4. The Implementation: The Evaluation Loop
We’ve added evaluator.py to the repo. It doesn't just run the agents; it monitors their "vital signs."
- Error Transparency: We replaced "swallowed" exceptions with structured logging. If a provider fails, the system logs the incident for diagnosis instead of failing silently.
- The Handshake: The loop runs the Forensic Team, collects their logs, and submits the whole package to a high-reasoning Judge Agent.
The Evaluator-Optimizer Blueprint
This diagram represents our move from "Does the code run?" to Does the intelligence meet the quality bar?" This closed-loop system is required before we can start the fiscal optimization of choosing smaller models to handle simpler tasks.
Director-Level Insight: The "Accuracy vs. Cost" Curve
As a Director, I don't just care about "cost per token." I care about Defensibility. If a forensic audit is challenged, I need to show a historical accuracy rating. By implementing this Evaluator, we move from "Vibe-checking" to a Quantitative Reliability Score. This allows us to set a "Minimum Quality Bar" for deployment. If a model update or a prompt change drops our accuracy by 2%, the Judge blocks the deployment.
The Production-Grade AI Series
- Post 1: The Judge Agent — You are here
- Post 2: The Accountant (Cognitive Budgeting & Model Routing) — Coming Soon
- Post 3: The Guardian (Human-in-the-Loop Handshakes) — Coming Soon
Looking for the foundation? Check out my previous series: The Zero-Glue AI Mesh with MCP.

Top comments (2)
This is a great move from “it works” to “we can prove it works,” which is exactly what enterprise AI needs.
I like the focus on a Golden Dataset with known failures, most teams skip that and only test happy paths. The precision/recall + reasoning rubric is also spot on, especially since weak explanations can become a real issue during audits.
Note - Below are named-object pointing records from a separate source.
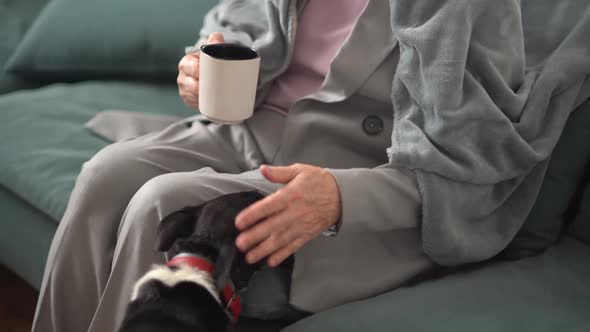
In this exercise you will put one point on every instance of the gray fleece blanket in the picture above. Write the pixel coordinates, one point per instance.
(481, 95)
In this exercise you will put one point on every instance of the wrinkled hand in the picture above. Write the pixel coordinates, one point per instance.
(188, 74)
(284, 221)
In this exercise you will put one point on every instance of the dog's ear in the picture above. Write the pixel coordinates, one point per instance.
(176, 225)
(224, 264)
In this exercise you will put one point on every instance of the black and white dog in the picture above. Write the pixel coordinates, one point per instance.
(198, 289)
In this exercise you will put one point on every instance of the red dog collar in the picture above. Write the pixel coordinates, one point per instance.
(233, 303)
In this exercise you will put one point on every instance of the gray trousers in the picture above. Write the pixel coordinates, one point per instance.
(104, 242)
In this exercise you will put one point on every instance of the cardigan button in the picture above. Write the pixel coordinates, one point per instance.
(373, 125)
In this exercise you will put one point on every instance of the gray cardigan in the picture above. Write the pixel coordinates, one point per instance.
(480, 97)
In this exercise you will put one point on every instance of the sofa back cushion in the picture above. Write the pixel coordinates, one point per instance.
(563, 180)
(580, 227)
(81, 39)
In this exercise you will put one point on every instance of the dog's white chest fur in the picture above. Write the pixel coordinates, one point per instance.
(170, 278)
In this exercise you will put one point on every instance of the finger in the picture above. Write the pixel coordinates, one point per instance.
(191, 86)
(189, 65)
(279, 174)
(276, 241)
(260, 232)
(215, 38)
(278, 257)
(262, 209)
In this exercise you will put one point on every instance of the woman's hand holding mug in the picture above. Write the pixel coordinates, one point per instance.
(188, 74)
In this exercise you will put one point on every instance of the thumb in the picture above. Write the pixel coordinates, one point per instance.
(279, 174)
(215, 38)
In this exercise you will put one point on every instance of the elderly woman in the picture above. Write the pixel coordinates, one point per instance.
(387, 136)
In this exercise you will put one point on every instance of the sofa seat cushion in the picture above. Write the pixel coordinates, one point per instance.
(44, 142)
(549, 292)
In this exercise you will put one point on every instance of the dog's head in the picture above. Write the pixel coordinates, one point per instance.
(209, 230)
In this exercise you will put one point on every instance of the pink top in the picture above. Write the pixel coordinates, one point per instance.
(323, 27)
Decoupling prompts into config is a nice touch too it makes proper A/B testing and iteration actually possible.
One thing I’m curious about: how do you handle partial matches or differently worded outputs when scoring? That part can get tricky if the Judge isn’t tightly constrained.
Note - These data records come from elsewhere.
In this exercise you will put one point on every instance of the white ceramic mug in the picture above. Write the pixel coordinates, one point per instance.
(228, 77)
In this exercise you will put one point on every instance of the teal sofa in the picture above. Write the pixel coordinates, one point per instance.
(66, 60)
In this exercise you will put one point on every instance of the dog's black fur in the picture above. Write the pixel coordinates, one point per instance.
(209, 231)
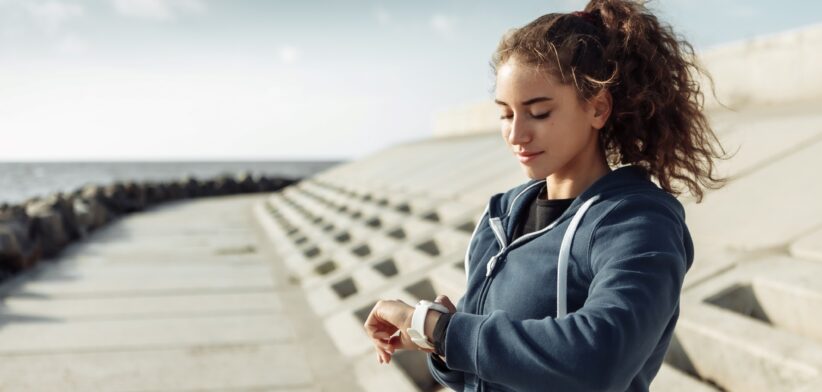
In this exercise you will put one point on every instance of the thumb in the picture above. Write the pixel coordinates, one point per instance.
(445, 301)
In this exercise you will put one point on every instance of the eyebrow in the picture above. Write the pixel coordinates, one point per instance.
(528, 102)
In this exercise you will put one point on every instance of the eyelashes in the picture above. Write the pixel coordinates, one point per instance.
(534, 116)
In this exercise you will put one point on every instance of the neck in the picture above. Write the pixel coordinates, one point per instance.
(570, 182)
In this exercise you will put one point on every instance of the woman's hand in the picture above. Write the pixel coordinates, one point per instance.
(387, 324)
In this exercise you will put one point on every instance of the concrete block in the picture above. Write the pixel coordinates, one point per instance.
(808, 246)
(799, 210)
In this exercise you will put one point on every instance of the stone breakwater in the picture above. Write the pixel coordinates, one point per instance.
(41, 227)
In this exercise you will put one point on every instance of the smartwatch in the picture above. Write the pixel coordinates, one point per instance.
(417, 330)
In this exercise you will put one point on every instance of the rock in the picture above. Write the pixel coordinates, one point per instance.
(48, 226)
(22, 247)
(246, 183)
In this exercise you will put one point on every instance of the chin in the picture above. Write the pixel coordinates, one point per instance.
(534, 174)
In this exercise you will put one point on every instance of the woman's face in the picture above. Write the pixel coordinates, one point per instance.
(544, 123)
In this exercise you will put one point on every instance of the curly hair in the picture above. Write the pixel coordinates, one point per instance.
(619, 45)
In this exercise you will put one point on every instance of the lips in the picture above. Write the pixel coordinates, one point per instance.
(527, 156)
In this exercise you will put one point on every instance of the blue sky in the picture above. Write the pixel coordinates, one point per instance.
(254, 79)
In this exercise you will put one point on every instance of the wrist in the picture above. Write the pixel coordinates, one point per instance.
(430, 322)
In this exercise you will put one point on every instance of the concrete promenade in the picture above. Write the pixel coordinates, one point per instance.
(178, 298)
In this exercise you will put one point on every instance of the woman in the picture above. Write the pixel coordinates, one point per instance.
(574, 277)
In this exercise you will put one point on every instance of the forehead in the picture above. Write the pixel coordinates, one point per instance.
(515, 80)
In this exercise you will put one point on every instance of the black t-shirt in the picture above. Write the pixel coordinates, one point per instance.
(541, 213)
(538, 215)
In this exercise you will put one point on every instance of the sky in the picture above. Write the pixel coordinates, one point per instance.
(275, 80)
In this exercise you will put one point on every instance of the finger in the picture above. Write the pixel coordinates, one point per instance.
(381, 335)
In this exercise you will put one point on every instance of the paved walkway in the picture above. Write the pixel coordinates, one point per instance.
(181, 297)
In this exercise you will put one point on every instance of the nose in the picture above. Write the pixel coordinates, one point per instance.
(518, 131)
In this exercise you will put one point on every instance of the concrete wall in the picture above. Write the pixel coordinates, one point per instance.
(775, 69)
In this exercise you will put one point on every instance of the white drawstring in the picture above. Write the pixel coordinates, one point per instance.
(564, 254)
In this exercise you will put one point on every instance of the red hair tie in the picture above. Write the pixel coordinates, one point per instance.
(585, 15)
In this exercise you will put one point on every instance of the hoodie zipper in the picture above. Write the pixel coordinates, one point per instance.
(490, 267)
(499, 233)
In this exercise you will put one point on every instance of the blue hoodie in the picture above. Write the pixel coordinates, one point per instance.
(600, 319)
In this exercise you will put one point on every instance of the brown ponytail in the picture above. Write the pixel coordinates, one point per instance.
(657, 120)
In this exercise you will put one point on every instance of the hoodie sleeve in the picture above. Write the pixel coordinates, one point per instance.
(455, 379)
(639, 254)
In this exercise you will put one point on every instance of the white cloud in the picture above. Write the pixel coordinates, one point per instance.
(158, 10)
(51, 15)
(382, 16)
(289, 54)
(72, 44)
(443, 25)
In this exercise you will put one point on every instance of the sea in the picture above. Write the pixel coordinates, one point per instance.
(20, 181)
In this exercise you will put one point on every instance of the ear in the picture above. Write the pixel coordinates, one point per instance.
(601, 103)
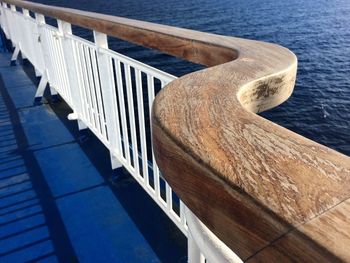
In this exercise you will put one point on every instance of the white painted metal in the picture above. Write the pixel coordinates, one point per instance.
(100, 85)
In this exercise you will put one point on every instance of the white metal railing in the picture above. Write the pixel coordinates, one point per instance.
(99, 85)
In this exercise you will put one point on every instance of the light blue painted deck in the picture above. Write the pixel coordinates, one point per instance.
(56, 201)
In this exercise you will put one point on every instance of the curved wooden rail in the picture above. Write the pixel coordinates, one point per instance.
(268, 193)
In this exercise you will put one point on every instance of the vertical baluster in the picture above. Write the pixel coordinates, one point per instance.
(44, 51)
(140, 106)
(109, 98)
(131, 117)
(27, 40)
(91, 87)
(122, 110)
(150, 86)
(74, 86)
(100, 105)
(14, 34)
(86, 83)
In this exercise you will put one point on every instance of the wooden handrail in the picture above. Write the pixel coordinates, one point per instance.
(267, 192)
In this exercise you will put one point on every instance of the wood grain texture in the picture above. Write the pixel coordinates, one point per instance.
(268, 193)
Overall, this feels like a solid foundation for building measurable and defensible agent reliability.
That is a great question, and you’ve highlighted the exact reason why traditional string-matching fails in enterprise AI. To handle the 'semantic overlap' without the Judge hallucinating its own criteria, I generally use a three-layered approach:
Semantic Embedding Checks (The Pre-Filter)
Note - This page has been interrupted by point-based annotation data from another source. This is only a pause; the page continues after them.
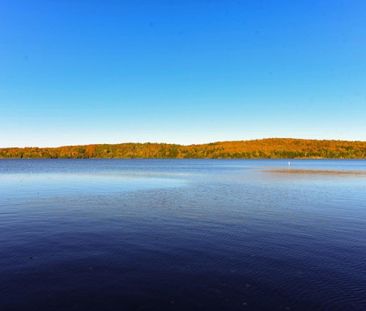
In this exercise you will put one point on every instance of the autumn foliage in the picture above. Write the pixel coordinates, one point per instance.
(273, 148)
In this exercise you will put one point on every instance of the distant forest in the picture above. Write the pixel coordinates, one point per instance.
(271, 148)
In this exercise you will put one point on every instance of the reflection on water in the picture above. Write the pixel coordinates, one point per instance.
(181, 235)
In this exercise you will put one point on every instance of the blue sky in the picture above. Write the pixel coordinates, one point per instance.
(78, 72)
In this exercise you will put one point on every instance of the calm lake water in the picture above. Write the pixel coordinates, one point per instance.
(181, 235)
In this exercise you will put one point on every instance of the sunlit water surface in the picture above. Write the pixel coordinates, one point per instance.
(181, 235)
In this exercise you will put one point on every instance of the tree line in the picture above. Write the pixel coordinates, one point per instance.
(271, 148)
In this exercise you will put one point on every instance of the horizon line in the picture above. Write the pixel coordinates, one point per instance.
(192, 144)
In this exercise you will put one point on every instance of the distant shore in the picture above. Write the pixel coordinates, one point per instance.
(269, 148)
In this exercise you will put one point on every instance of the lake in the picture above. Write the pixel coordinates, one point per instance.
(182, 235)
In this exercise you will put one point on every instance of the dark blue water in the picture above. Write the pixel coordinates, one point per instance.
(181, 235)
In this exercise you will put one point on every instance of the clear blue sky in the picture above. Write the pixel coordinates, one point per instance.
(77, 72)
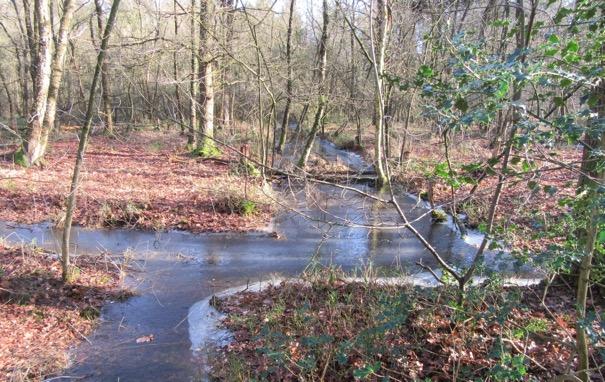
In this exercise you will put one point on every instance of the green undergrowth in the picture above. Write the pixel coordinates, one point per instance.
(327, 328)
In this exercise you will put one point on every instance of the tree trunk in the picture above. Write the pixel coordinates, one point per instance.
(175, 68)
(289, 82)
(11, 104)
(206, 148)
(36, 143)
(57, 66)
(379, 99)
(105, 90)
(84, 134)
(319, 114)
(591, 179)
(193, 85)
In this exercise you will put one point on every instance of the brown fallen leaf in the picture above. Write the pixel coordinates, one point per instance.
(144, 339)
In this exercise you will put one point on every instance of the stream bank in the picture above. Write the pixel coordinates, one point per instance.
(174, 270)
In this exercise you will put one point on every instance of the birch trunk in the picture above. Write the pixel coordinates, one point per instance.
(289, 82)
(105, 87)
(319, 114)
(36, 143)
(84, 134)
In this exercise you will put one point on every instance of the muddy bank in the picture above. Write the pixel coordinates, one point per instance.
(145, 180)
(333, 330)
(42, 318)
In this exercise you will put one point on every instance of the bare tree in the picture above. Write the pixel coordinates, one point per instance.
(322, 99)
(84, 135)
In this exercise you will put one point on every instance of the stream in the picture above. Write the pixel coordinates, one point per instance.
(174, 270)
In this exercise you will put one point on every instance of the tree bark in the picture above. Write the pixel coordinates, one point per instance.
(289, 82)
(193, 84)
(379, 99)
(57, 67)
(36, 142)
(84, 134)
(591, 179)
(319, 114)
(206, 20)
(105, 87)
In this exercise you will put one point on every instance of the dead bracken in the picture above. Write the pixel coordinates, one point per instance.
(335, 331)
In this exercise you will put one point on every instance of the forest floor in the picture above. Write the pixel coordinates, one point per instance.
(42, 317)
(333, 330)
(525, 214)
(143, 180)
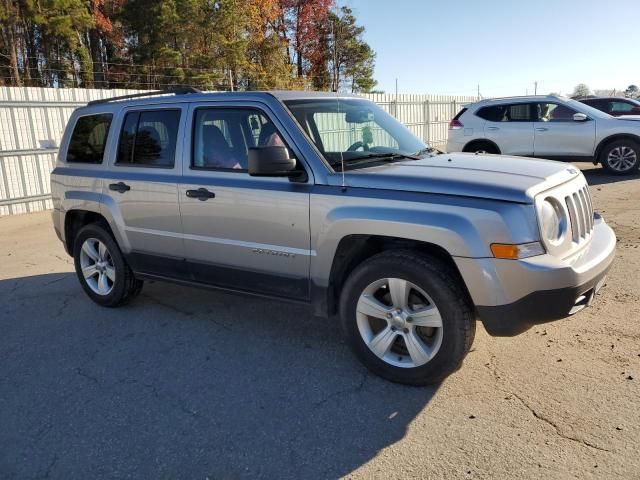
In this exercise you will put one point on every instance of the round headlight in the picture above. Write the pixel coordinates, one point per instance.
(552, 220)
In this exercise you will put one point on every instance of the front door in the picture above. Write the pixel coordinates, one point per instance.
(241, 232)
(142, 185)
(558, 135)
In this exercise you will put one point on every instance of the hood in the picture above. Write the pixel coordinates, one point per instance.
(497, 177)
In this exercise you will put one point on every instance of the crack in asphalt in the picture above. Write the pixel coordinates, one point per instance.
(559, 432)
(47, 474)
(186, 313)
(54, 280)
(492, 367)
(84, 374)
(65, 304)
(346, 391)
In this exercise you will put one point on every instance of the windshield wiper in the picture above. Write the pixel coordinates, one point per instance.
(428, 150)
(384, 155)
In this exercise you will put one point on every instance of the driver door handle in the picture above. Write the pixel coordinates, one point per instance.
(201, 194)
(119, 187)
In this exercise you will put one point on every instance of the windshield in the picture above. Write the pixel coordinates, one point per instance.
(356, 130)
(588, 109)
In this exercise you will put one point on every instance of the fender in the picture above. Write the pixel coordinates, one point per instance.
(447, 226)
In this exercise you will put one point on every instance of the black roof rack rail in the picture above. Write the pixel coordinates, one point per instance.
(177, 91)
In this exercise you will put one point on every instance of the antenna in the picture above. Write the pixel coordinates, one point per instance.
(336, 87)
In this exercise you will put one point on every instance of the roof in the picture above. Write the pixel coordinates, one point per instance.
(523, 98)
(192, 94)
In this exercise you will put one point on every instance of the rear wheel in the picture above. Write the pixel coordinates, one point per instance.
(407, 317)
(481, 147)
(101, 268)
(621, 157)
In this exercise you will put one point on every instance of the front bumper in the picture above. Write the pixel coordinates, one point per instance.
(512, 296)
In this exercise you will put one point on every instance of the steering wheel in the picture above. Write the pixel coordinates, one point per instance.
(356, 146)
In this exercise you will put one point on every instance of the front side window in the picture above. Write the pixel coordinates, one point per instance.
(89, 139)
(554, 112)
(222, 137)
(354, 131)
(149, 138)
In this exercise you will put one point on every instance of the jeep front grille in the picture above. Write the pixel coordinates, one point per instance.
(581, 214)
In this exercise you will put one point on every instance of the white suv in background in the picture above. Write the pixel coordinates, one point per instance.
(550, 127)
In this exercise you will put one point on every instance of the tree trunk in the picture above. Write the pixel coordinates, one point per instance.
(9, 34)
(95, 48)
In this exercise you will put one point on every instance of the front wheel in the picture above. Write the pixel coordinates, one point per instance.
(407, 318)
(101, 268)
(621, 157)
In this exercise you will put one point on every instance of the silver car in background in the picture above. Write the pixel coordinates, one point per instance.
(548, 127)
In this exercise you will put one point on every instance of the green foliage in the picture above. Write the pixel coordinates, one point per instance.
(581, 90)
(352, 59)
(210, 44)
(632, 91)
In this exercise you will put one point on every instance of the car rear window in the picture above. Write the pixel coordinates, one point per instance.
(89, 139)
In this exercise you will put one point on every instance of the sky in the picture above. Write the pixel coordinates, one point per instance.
(449, 47)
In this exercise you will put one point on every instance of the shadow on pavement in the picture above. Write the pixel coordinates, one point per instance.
(183, 383)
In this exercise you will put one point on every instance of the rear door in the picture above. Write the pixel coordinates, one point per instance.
(142, 187)
(558, 135)
(510, 127)
(242, 232)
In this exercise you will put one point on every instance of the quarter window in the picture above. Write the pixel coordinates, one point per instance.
(148, 138)
(620, 107)
(519, 112)
(553, 112)
(89, 139)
Before the Judge even sees the text, I often run a quick cosine similarity check between the agent’s output and the Golden Dataset. If the score is high (e.g., >0.92) but the words don't match, it tells the system we have a 'differently worded but likely correct' candidate. This helps prioritize which outputs need the most 'reasoning' from the Judge.
The 'Facts vs. Style' Rubric
In the Judge's prompt, I explicitly decouple Factuality from Fluency. I instruct the Judge to extract the 'claims' from the agent's response and verify them individually against the Golden Dataset.
• Example: If the agent says 'The book was printed in 1884' and the Golden Data says 'Date of Publication: 1884,' the Judge scores that as a 1/1 match for precision, regardless of the surrounding prose.
Few-Shot 'Edge Case' Examples
The best way to tighten a Judge is to provide it with 3–5 examples of 'Partial Matches' in the prompt itself. I show it an example of a 'technically correct but incomplete' answer and an example of a 'differently worded but perfect' answer. This 'sets the bar' for what constitutes a win.
Forced Reasoning (CoT)
As you noted, weak explanations are a liability. I force the Judge to write the 'Evidence' for its score before it outputs the numerical grade. If the Judge can't cite a specific discrepancy in its reasoning, the score is flagged for human review.
It’s definitely a balancing act—too loose and you get false positives; too tight and you’re back to hardcoded regex. I’ve found that focusing the Judge on claim extraction is the most defensible path for an audit trail!